4.6.12

MARC ANTHONY, “Y HUBO ALGUIEN”

29th November, 1997


I need you to have listened to the song before you read this. Not that there's a huge spoiler or anything, but if you just click play and start reading, you won't hear what I'm talking about until two minutes in. Honor system here.

All set? Okay. Honestly, it's as if the U.S. Latin-listening public had not only anticipated my objections to the previous song (recap: sensitive ballad cover of a funky salsa original is a change for the worse), but agreed. What starts off sounding like another ultra-sensitive ballad (but classy! that string arrangement!) eventually turns into a roaring salsa barnstormer, complete with competing horn charts, popping bass, and a lengthy dénouement in which he shouts improvisatorily over the chants of his backing orchestra. The first salsa #1, Wikipedia says, and if my tags disagree I may have misidentified merengue or simply dance music with horns; certainly it's the first #1 by a performer dedicated to the genre.

Salsa, like disco, is essentially a longform medium, structurally flexible but enslaved to the rhythm, highly orchestrated, passionately performed and danced, and an implicit expression of joy regardless of the sentiments in the actual lyrics. (Disco both partly descended from salsa and developed alongside it; but where disco went electro in the 80s salsa has stayed largely true to its big-band roots, and remains a live performer's music rather than a DJ's.)

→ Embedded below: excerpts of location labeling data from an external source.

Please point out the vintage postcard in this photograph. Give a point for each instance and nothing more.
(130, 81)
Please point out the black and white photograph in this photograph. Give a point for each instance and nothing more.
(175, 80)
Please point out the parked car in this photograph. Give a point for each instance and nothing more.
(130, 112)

Those lyrics are where the dramatic ballad-dance structure comes in: it's programmatic music, telling a story even though the change is in mood rather than time. "Y Hubo Alguien" means "and there was someone," and the story Marc Anthony tells is that he was left broken-hearted by the song's addressee -- but it's all right, because there was someone else, someone who took care of him, sacrificed to please him, spoke kindly to him (like a woman should a man, runs the unspoken assumption). And the music and rhythm swell up in response to this joy. The second verse downshifts into a ballad gear again, as he addresses the ex with pity -- and then the chorus whirls back up dramatically, and the long salsa workout that finishes out the song is rubbing it in her face: "I cried over you, now it's your turn to cry a while." Both the sentiment and the music are traditional (well, dating to the 70s), but details of the production (the funky slap bass) and especially Anthony's rich, flexible voice make it thoroughly modern.

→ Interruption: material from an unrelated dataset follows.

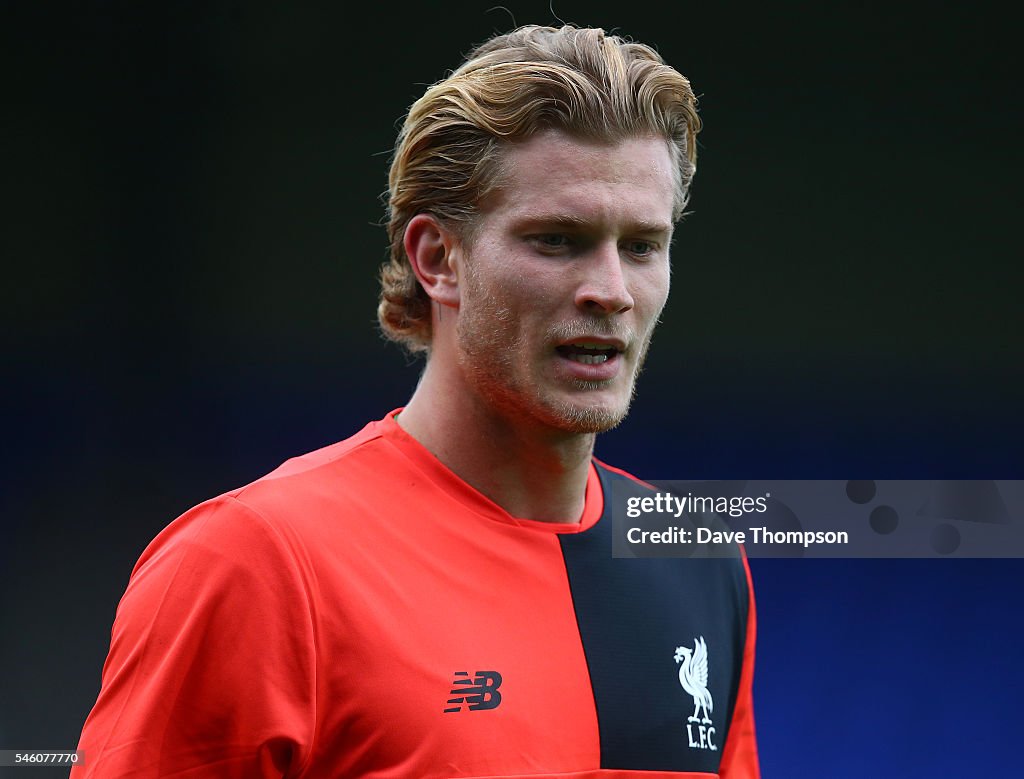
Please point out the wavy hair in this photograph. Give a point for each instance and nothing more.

For here is another brick in the edifice that is the Latin music world as we know it today: Marc Anthony's first #1, the first single off his third album, carefully dramatized and orchestrated to be a massive hit -- he is of the generation of Enrique Iglesias and Alejandro Fernández, and together they represent the tripartite coalition of Latin music within the United States: Iglesias the international playboy and pop star, Fernández the Mexican craftsman and ranchero, and Anthony the Nuyorican soulman and salsero. The album, Contra la Corriente (against the current), with its starkly miminalist cover, posits Anthony as a Real Musician, modern but also out of time, a salsa belter dressed like Paul Simon in 1969. Of the three, he intrigues the most, and I know least what to expect from him as we barrel into the future.

1 comment:

  1. "I cried over you, now it's your turn to cry a while." Simply one of the best lines ever written.